Christopher Wilk, curator of the Modernism show at the Victoria and Albert Museum (V&A) in London, has achieved what for any museum struggling to persuade the public to buy more tickets is the holy grail of exhibition making. He has managed to ignite a public row on a scale that he could never have predicted, even in his most optimistic dreams. Every broadsheet has been rehearsing the arguments for and against Modernism, very often with just as much heat as they had 75 years ago. The Architects' Journal cartoonist Louis Hellman portrayed Modernism this week as a Frankenstein's monster rising from the dead. Even BBC Radio 4's Today programme pitted Wilk against the improbably named self-styled classical architect Robert Adam to argue the toss about flat roofs, streamlined Frankfurt kitchens and the machine age.

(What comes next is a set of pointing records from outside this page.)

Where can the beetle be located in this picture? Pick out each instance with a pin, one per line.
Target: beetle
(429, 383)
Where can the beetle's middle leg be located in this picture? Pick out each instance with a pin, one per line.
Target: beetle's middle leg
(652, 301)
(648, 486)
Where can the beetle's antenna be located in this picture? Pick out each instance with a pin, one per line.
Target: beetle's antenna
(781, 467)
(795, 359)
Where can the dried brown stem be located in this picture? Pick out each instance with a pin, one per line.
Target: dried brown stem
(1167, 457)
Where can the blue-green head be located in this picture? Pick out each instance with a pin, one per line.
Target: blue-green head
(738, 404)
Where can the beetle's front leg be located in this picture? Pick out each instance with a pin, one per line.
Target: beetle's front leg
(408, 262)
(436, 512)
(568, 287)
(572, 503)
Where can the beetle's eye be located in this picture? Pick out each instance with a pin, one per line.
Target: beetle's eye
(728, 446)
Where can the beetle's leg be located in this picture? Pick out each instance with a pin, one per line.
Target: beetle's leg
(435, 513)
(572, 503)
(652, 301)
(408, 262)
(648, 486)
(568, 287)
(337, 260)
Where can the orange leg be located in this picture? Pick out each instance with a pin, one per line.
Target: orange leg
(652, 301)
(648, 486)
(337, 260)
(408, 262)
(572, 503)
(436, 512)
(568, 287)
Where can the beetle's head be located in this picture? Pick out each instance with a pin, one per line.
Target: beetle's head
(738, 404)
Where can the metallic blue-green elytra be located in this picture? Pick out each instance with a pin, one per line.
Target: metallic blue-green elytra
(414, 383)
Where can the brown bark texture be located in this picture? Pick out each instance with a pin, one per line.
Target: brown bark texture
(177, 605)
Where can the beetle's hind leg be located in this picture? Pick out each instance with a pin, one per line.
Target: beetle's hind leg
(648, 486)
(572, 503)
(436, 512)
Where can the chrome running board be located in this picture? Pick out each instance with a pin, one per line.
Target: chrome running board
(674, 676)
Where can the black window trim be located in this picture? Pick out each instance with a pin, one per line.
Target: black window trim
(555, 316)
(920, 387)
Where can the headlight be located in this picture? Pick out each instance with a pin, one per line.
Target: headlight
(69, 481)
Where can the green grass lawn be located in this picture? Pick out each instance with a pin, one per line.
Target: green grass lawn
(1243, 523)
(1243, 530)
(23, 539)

The row is not so much about the show itself, which everybody seems to agree looks spectacular. The real issue is whether Modernism was a good thing. Or, as the pundit Simon Jenkins, reduced to a frothing paroxysm of polemical excess, suggests, was it a very bad thing indeed. Certainly that is the only message that emerges with much clarity from a piece Jenkins wrote last week, urging his readers in The Guardian to go and see what he says is "the most terrifying show I have ever seen." The public, it seems, need no urging.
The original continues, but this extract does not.